A Wall Street Journal report details the conflict and confusion that resulted when Microsoft decided to go public with its AI-powered Bing chatbot back in February.
There’s a lot to this report, but the most interesting bit, to me, is that OpenAI, which makes the ChatGPT AI technologies that power the Bing chatbot, warned Microsoft that it needed to take more time to address the inaccurate and bizarre responses its chatbot generated. Microsoft ignored those warnings and the resulting backlash threatened to undermine the quick burst of positive media spin that it had initially received.
Many—myself included—suspect that Microsoft had rushed Bing chat to market in a bid to improve the usage of its ad-supported search engine: after all, OpenAI’s ChatGPT had quickly surged to 100 million active daily users, and that kind of bump could help make Bing financially more viably. And while Microsoft did report that Bing hit that same 100 million daily active users mark a month after it announced the Bing chatbot, the Wall Street Journal says that Bing usage still lags ChatGPT by a long shot.
“The new Bing has yet to come close to the breakout success of ChatGPT,” the publication notes. “ChatGPT has already reached 200 million monthly users, according to analytics firm YipitData, making it one of the fastest-growing consumer apps in history. On computers, it also has nearly double the average number of daily search sessions as Bing search does.”

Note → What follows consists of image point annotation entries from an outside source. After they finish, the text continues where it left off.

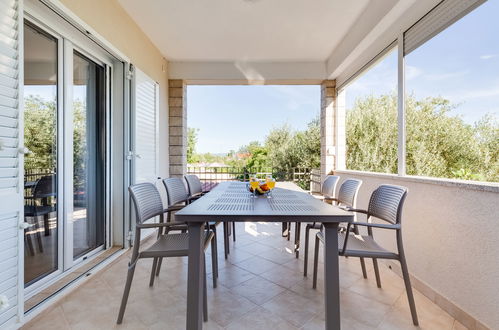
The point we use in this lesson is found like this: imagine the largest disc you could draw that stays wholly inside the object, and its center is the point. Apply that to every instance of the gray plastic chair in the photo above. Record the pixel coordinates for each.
(328, 189)
(178, 197)
(195, 189)
(148, 204)
(386, 204)
(347, 198)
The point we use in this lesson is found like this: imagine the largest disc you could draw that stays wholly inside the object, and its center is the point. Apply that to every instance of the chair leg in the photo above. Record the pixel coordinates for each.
(408, 288)
(226, 239)
(305, 263)
(29, 242)
(46, 224)
(153, 271)
(215, 250)
(297, 239)
(214, 263)
(129, 278)
(158, 267)
(376, 272)
(205, 293)
(316, 261)
(284, 229)
(363, 266)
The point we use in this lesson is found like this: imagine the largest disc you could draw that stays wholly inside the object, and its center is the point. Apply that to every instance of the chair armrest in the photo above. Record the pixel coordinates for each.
(351, 209)
(155, 225)
(173, 208)
(377, 225)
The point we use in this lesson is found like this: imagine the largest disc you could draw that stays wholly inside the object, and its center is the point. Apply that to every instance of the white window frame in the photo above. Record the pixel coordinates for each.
(70, 39)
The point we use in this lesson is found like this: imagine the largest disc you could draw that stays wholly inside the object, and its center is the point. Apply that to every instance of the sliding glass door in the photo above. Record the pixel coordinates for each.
(41, 81)
(89, 153)
(66, 106)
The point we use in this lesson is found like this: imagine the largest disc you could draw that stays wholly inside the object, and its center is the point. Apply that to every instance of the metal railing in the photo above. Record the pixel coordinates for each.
(211, 175)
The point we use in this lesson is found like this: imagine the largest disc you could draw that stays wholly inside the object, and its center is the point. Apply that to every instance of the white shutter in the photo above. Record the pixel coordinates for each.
(11, 162)
(146, 128)
(437, 20)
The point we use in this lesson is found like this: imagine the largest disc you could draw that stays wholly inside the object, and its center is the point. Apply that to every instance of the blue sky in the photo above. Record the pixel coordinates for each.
(460, 64)
(229, 117)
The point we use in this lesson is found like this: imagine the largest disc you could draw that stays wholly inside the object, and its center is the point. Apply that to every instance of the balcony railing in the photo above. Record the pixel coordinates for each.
(306, 178)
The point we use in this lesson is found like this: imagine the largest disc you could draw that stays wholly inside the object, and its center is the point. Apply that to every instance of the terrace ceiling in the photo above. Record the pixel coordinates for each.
(249, 34)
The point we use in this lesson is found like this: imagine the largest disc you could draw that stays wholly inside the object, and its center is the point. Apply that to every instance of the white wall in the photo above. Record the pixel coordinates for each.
(451, 238)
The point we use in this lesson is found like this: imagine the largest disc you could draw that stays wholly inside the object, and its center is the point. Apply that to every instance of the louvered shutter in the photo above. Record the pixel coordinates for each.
(146, 128)
(437, 20)
(11, 169)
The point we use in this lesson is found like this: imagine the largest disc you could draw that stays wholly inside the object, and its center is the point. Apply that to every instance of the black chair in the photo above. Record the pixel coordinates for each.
(178, 197)
(40, 203)
(347, 197)
(148, 204)
(195, 189)
(328, 189)
(386, 204)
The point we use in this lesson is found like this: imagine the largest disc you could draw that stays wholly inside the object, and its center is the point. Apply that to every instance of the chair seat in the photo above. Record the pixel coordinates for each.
(170, 245)
(314, 225)
(32, 210)
(361, 246)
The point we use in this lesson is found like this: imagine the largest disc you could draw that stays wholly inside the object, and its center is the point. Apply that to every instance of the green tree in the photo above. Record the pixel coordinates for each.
(438, 144)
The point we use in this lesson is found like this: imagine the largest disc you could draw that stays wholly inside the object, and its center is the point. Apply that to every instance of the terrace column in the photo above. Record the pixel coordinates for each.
(328, 124)
(177, 119)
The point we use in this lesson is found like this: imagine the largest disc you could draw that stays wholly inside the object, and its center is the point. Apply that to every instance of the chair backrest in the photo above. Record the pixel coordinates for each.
(347, 194)
(329, 185)
(175, 191)
(193, 184)
(147, 201)
(386, 203)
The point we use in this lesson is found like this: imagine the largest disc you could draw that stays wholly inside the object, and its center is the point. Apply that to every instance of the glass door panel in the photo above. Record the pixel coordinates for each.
(89, 151)
(40, 164)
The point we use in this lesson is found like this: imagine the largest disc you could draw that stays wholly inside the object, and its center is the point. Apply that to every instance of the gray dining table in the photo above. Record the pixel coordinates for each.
(231, 201)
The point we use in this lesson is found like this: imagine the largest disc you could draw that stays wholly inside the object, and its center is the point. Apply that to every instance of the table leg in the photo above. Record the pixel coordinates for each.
(331, 277)
(195, 277)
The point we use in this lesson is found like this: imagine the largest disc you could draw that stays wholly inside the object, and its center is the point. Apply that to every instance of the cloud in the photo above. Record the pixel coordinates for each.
(488, 56)
(412, 72)
(445, 76)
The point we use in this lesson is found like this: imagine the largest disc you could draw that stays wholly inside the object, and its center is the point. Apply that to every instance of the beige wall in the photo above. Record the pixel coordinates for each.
(111, 21)
(451, 239)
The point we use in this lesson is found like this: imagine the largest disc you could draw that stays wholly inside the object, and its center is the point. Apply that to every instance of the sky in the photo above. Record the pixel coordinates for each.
(229, 117)
(460, 64)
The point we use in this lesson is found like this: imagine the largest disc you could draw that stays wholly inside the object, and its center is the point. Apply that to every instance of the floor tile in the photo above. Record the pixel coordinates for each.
(292, 307)
(258, 290)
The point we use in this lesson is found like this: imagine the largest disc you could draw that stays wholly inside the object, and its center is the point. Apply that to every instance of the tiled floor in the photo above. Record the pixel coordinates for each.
(261, 286)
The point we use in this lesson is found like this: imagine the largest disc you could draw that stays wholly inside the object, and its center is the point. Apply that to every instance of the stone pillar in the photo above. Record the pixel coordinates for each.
(328, 124)
(177, 119)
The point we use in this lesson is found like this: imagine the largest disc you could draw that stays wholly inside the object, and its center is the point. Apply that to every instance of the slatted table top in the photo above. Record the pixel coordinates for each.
(231, 201)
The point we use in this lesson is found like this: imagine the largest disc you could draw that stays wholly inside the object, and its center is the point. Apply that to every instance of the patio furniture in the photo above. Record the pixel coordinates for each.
(148, 204)
(347, 197)
(195, 188)
(178, 197)
(40, 204)
(328, 189)
(231, 201)
(386, 204)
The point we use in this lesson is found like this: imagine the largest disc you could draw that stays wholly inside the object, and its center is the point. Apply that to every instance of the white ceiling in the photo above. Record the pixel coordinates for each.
(246, 30)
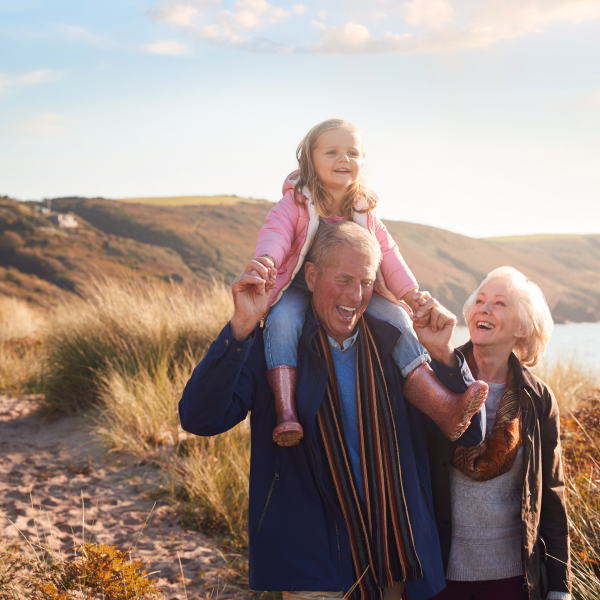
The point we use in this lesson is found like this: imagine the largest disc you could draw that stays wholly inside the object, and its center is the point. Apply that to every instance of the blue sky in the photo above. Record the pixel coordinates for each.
(478, 116)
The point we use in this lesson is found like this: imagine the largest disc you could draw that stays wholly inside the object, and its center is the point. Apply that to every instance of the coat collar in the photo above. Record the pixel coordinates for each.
(525, 380)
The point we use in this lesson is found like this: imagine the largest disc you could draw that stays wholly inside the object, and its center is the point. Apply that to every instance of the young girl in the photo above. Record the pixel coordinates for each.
(329, 186)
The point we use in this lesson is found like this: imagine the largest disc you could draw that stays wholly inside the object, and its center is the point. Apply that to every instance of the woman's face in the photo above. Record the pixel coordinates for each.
(493, 320)
(338, 158)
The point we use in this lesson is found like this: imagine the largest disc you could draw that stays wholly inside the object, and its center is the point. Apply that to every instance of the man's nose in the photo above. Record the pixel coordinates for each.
(355, 293)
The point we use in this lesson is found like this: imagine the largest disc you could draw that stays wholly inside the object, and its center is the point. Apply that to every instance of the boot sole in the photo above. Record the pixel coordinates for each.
(288, 434)
(475, 403)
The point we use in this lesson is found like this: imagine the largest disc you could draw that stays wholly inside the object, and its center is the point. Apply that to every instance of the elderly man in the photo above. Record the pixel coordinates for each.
(350, 506)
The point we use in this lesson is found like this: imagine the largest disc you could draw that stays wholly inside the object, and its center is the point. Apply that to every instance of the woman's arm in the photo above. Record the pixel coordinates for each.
(554, 526)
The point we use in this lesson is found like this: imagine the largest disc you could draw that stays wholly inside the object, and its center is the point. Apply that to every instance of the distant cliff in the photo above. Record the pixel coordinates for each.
(194, 244)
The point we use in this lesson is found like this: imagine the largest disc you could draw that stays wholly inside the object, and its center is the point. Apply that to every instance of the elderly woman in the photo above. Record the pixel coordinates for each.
(500, 507)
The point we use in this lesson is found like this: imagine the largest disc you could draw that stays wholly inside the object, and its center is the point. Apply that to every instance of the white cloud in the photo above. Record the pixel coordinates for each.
(167, 48)
(215, 24)
(585, 101)
(452, 24)
(40, 76)
(78, 34)
(430, 14)
(433, 25)
(45, 125)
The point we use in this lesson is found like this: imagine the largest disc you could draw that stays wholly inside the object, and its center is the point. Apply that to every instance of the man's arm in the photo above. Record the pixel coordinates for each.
(221, 390)
(450, 366)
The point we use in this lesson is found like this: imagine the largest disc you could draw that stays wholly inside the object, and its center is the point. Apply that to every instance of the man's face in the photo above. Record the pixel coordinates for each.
(341, 294)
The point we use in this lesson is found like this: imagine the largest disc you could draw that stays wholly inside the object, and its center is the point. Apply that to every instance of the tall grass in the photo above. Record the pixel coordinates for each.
(128, 350)
(127, 329)
(22, 330)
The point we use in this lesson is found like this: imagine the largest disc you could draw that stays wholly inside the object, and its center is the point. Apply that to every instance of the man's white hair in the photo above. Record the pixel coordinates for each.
(342, 235)
(532, 310)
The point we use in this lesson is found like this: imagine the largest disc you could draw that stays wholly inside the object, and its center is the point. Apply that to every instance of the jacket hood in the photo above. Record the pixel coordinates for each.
(289, 182)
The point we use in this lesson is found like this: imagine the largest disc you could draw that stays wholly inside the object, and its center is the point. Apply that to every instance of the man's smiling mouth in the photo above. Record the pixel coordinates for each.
(346, 312)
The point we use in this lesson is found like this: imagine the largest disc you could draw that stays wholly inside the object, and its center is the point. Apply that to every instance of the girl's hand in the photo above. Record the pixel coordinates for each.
(251, 292)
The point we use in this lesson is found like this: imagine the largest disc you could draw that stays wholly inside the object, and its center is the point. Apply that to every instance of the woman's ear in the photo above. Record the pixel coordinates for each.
(521, 331)
(310, 274)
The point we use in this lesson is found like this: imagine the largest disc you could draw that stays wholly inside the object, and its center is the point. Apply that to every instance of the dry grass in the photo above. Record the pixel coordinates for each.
(581, 460)
(127, 329)
(569, 382)
(22, 329)
(129, 350)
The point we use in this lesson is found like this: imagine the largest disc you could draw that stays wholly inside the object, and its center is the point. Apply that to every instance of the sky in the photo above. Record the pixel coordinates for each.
(478, 116)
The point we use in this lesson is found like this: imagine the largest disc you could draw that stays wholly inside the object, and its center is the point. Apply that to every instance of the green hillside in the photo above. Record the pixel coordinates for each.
(199, 242)
(188, 200)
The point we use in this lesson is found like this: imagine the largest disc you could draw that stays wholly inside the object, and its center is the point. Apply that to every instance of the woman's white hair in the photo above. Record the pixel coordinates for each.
(532, 310)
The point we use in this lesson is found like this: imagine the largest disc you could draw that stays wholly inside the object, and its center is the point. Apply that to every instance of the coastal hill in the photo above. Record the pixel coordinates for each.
(195, 240)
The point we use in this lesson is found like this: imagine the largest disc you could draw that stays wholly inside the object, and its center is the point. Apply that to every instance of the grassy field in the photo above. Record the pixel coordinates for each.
(189, 200)
(122, 355)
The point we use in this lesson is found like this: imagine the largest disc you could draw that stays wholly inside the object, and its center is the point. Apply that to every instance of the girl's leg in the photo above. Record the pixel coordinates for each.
(449, 411)
(408, 353)
(284, 327)
(281, 335)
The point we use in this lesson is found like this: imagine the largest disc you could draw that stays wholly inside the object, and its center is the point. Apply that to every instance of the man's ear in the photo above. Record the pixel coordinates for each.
(310, 274)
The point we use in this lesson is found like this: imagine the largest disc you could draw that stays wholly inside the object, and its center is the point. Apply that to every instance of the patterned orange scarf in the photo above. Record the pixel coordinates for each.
(498, 451)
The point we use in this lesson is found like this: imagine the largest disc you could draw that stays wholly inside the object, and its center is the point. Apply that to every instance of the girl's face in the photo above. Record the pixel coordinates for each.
(494, 320)
(338, 159)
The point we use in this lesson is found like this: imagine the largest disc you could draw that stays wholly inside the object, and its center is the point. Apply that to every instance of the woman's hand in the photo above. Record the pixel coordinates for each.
(251, 292)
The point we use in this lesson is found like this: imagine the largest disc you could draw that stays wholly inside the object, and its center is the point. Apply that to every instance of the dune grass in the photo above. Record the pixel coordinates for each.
(22, 333)
(126, 329)
(125, 353)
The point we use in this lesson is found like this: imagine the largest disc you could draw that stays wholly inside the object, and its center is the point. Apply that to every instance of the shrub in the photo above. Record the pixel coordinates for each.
(93, 571)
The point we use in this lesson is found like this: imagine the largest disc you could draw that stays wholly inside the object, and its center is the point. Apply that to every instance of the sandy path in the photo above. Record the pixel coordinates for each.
(54, 463)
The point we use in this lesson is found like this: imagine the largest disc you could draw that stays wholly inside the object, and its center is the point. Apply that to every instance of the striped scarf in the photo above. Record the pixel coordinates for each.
(497, 453)
(381, 538)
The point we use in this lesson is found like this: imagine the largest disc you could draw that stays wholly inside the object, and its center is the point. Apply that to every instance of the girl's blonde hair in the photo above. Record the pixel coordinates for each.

Inside Microsoft, there was dissent about the Bing chatbot and ChatGPT. Some worried that the rapid success of ChatGPT 4, released last November, would overshadow Bing (and given the numbers above, that’s exactly what happened). They argued that the software giant should hold off and learn from how customers were using ChatGPT before coming to market. But others complained that Microsoft’s non-exclusive access to OpenAI’s technologies would come back to haunt it as competitors emerged after Microsoft had slowed investments in its own in-house AI.
And that has happened, too. The problem with OpenAI is that Microsoft has what the Wall Street Journal calls “influence without control”: It has invested $11 billion in the firm, but OpenAI is free to partner with other companies and to sell its products directly to customers, and it has done both. Indeed, the Microsoft and OpenAI sales teams sometimes pitch the same customers, the Wall Street Journal says. Typically, Microsoft would have acquired OpenAI to keep the technology for itself. But with OpenAI, Microsoft deliberately tried to avoid antitrust scrutiny by providing only 49 percent of its investment funding.
Microsoft has also turned on partners that wish to use AI in search products that might compete with Bing: In March, it alerted them that they could not use Bing search results in AI-based products that compete with Bing AI. And with OpenAI reaching out to various search engine providers over the past year, Microsoft has not coincidentally raised prices on those that license Bing. DuckDuckGo, for example, partnered with OpenAI and used ChatGPT and Bing to power its DuckAssist chatbot. But it was forced to withdraw that product from the market several weeks after the launch because of Microsoft’s new fee structure.
Where the Microsoft/OpenAI relationship ends up is clear. For now, of course, executives from both companies speak warmly about each other, and it’s fair to say that OpenAI needed Microsoft’s investment as much as Microsoft needed OpenAI’s technologies. But there may come a time when this relationship becomes a bit more one-sided. And it’s hard not to imagine that it will be Microsoft that’s left wondering what went wrong.